Step 2: Find the Intersection Point P of L1 and L2

• What we are doing: We will find the coordinates of the point P where line L1 intersects the second line L2.
• Why we are doing it: The problem asks for the distance from this intersection point P to another point Q.
• Working:
  1. Write the parametric equations for L2: The second line (L2) is given by $\frac{x+2}{3}=\frac{y-3}{2}=\frac{z-4}{1}$.
     • A point on L2 is $(-2, 3, 4)$.
     • The direction vector for L2 is $\vec{d}_2 = (3, 2, 1)$.
     • Parametric equations for any point on L2 (using a different parameter, $\mu$): $x = -2 + 3\mu \quad (L2_x)$ $y = 3 + 2\mu \quad (L2_y)$ $z = 4 + \mu \quad (L2_z)$ Any point on L2 can be represented as $P_2(-2+3\mu, 3+2\mu, 4+\mu)$.
  2. Equate the coordinates of L1 and L2 to find P: If the lines intersect at point P, their coordinates must be equal for specific values of $\lambda$ and $\mu$. $-1 + 2\lambda = -2 + 3\mu \quad \Rightarrow \quad 2\lambda - 3\mu = -1 \quad (1)$ $2 + 3\lambda = 3 + 2\mu \quad \Rightarrow \quad 3\lambda - 2\mu = 1 \quad (2)$ $1 + 4\lambda = 4 + \mu \quad \Rightarrow \quad 4\lambda - \mu = 3 \quad (3)$
  3. Solve the system of linear equations: We can solve this system for $\lambda$ and $\mu$. From equation (3), express $\mu$ in terms of $\lambda$: $\mu = 4\lambda - 3$ Substitute this expression for $\mu$ into equation (1): $2\lambda - 3(4\lambda - 3) = -1$ $2\lambda - 12\lambda + 9 = -1$ $-10\lambda = -10$ $\lambda = 1$ Now, substitute $\lambda = 1$ back into the expression for $\mu$: $\mu = 4(1) - 3 = 1$
  4. Verify the parameters: It's good practice to check if these values of $\lambda$ and $\mu$ satisfy the remaining equation (2): $3\lambda - 2\mu = 3(1) - 2(1) = 3 - 2 = 1$ Since $1=1$, the values $\lambda=1$ and $\mu=1$ are consistent, confirming that the lines intersect.
  5. Find the coordinates of P: Substitute $\lambda=1$ into the parametric equations for L1 (or $\mu=1$ into L2's equations; both will yield the same point): $x_P = -1 + 2(1) = 1$ $y_P = 2 + 3(1) = 5$ $z_P = 1 + 4(1) = 5$ Thus, the intersection point is $P(1, 5, 5)$.

Step 3: Calculate the Distance between Point P and Point Q

• What we are doing: We will use the distance formula to find the distance between the intersection point P and the given point Q.
• Why we are doing it: This is the final requirement of the problem statement.
• Working:
  1. Identify the coordinates:
     • $P(x_1, y_1, z_1) = (1, 5, 5)$
     • $Q(x_2, y_2, z_2) = (4, -5, 1)$
  2. Apply the distance formula: $D = \sqrt{(x_2-x_1)^2 + (y_2-y_1)^2 + (z_2-z_1)^2}$ $D = \sqrt{(4-1)^2 + (-5-5)^2 + (1-5)^2}$ $D = \sqrt{(3)^2 + (-10)^2 + (-4)^2}$ $D = \sqrt{9 + 100 + 16}$ $D = \sqrt{125}$
  3. Simplify the radical: $D = \sqrt{25 \times 5}$ $D = 5\sqrt{5}$

Common Mistakes & Tips

• Sign Errors: Be very careful with signs when setting up line equations (e.g., $x+2$ implies $x_0=-2$) and when applying the distance formula.
• Algebraic Accuracy: Solving the system of three linear equations for $\lambda$ and $\mu$ is a common source of errors.
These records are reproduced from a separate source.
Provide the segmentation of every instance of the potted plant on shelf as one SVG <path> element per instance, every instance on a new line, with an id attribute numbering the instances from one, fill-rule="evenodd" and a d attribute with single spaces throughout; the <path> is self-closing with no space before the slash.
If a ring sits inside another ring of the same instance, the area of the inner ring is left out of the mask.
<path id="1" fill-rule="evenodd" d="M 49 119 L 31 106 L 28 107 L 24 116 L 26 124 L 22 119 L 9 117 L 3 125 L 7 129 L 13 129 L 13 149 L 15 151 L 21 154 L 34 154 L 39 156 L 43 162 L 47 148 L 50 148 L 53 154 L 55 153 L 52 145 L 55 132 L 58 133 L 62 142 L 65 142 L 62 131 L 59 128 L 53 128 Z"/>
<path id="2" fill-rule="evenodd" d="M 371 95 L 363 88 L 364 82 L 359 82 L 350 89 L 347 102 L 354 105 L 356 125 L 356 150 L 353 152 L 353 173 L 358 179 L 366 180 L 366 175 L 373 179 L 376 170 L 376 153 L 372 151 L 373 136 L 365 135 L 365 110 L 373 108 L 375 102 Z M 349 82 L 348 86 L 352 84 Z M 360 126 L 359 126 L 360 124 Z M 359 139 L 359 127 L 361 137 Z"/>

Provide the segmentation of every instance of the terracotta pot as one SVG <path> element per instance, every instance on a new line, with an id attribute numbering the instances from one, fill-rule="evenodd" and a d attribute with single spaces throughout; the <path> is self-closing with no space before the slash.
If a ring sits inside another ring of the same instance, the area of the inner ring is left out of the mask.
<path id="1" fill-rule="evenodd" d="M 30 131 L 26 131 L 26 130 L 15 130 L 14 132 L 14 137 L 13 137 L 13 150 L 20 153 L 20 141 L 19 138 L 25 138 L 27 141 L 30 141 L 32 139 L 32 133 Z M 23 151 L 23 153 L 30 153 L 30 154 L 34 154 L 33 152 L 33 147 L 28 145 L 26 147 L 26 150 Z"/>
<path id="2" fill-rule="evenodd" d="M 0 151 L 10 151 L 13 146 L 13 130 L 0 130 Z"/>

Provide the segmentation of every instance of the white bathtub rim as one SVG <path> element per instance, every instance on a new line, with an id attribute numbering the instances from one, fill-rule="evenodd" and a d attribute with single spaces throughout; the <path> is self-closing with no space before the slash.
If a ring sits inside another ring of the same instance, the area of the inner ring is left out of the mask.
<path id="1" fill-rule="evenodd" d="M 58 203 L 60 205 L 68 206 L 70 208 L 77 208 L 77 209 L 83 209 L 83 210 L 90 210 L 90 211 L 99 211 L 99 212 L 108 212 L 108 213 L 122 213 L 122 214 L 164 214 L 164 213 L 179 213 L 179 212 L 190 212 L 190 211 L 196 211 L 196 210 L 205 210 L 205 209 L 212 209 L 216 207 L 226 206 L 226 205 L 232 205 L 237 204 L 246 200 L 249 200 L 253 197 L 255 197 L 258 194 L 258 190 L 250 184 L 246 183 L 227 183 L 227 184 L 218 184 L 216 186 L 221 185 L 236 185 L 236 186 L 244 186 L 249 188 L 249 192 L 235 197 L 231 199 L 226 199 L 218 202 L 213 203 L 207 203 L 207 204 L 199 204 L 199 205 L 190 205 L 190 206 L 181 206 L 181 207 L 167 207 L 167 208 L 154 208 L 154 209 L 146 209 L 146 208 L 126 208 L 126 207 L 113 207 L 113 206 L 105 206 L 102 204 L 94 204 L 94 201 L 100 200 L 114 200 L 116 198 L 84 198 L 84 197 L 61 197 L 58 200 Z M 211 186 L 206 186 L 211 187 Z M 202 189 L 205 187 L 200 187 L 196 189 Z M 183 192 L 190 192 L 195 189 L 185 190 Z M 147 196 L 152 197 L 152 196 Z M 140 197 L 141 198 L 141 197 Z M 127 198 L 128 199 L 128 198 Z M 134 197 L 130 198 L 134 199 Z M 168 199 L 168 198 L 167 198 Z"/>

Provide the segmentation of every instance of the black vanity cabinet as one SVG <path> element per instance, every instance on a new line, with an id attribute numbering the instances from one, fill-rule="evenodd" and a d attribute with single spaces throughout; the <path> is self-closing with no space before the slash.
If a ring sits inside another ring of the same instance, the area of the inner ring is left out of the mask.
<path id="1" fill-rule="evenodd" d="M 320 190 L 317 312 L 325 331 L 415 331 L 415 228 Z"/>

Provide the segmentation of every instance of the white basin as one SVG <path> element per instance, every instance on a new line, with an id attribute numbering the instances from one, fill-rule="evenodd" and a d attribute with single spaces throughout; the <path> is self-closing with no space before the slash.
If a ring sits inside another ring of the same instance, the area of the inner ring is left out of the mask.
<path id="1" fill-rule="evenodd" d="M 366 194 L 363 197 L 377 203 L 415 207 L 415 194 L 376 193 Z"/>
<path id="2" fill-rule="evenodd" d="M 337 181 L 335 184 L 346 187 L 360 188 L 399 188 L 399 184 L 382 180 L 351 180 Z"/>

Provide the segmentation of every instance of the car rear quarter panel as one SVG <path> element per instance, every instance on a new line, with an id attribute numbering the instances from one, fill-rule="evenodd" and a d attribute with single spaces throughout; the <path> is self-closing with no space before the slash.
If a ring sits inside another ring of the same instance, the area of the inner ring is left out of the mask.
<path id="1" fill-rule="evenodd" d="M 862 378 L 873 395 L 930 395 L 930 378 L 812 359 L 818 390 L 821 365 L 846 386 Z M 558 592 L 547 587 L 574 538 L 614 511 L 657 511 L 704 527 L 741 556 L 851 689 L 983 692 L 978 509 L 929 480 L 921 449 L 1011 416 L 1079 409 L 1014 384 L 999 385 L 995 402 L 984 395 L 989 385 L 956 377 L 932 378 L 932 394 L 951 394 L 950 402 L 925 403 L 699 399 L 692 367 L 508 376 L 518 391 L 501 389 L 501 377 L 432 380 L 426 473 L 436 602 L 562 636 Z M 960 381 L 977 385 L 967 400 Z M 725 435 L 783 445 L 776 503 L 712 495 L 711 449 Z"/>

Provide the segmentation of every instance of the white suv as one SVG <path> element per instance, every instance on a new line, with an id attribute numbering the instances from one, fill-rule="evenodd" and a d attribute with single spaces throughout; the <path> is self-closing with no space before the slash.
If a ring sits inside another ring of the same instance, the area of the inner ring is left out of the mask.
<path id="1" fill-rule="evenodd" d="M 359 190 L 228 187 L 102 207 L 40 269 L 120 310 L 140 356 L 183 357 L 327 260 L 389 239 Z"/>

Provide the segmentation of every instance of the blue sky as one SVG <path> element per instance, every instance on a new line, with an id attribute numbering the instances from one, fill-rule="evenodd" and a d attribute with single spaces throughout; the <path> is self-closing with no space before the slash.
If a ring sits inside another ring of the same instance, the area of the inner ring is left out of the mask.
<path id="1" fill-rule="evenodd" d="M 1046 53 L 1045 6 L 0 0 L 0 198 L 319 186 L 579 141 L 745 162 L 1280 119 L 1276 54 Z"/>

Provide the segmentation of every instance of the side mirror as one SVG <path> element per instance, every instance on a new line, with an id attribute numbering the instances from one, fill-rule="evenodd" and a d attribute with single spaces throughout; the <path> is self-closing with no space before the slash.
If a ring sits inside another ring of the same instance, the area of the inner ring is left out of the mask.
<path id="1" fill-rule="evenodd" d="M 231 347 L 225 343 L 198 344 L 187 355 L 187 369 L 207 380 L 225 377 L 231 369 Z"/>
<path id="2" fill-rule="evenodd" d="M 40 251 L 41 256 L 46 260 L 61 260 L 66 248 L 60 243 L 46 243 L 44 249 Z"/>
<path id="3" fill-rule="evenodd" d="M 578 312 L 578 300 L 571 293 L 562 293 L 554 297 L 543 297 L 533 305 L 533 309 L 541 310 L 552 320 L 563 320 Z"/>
Double-check your calculations, especially during substitution.
• Parameter Consistency: Always verify the calculated parameter values ($\lambda$ and $\mu$) in all three equations to ensure consistency. If they don't satisfy all three, the lines either don't intersect or there's an error in your calculation.

Summary

This problem involved a systematic application of 3D geometry principles. First, we established the parametric equation for the first line using its given point and direction vector. Next, we found the intersection point P by setting the parametric coordinates of the two lines equal and solving the resulting system of linear equations. Finally, we calculated the distance between this intersection point P and the given point Q using the standard 3D distance formula. The intersection point was found to be $P(1,5,5)$, and the distance to $Q(4,-5,1)$ was $5\sqrt{5}$.

The final answer is $\boxed{5\sqrt{5}}$, which corresponds to option (C).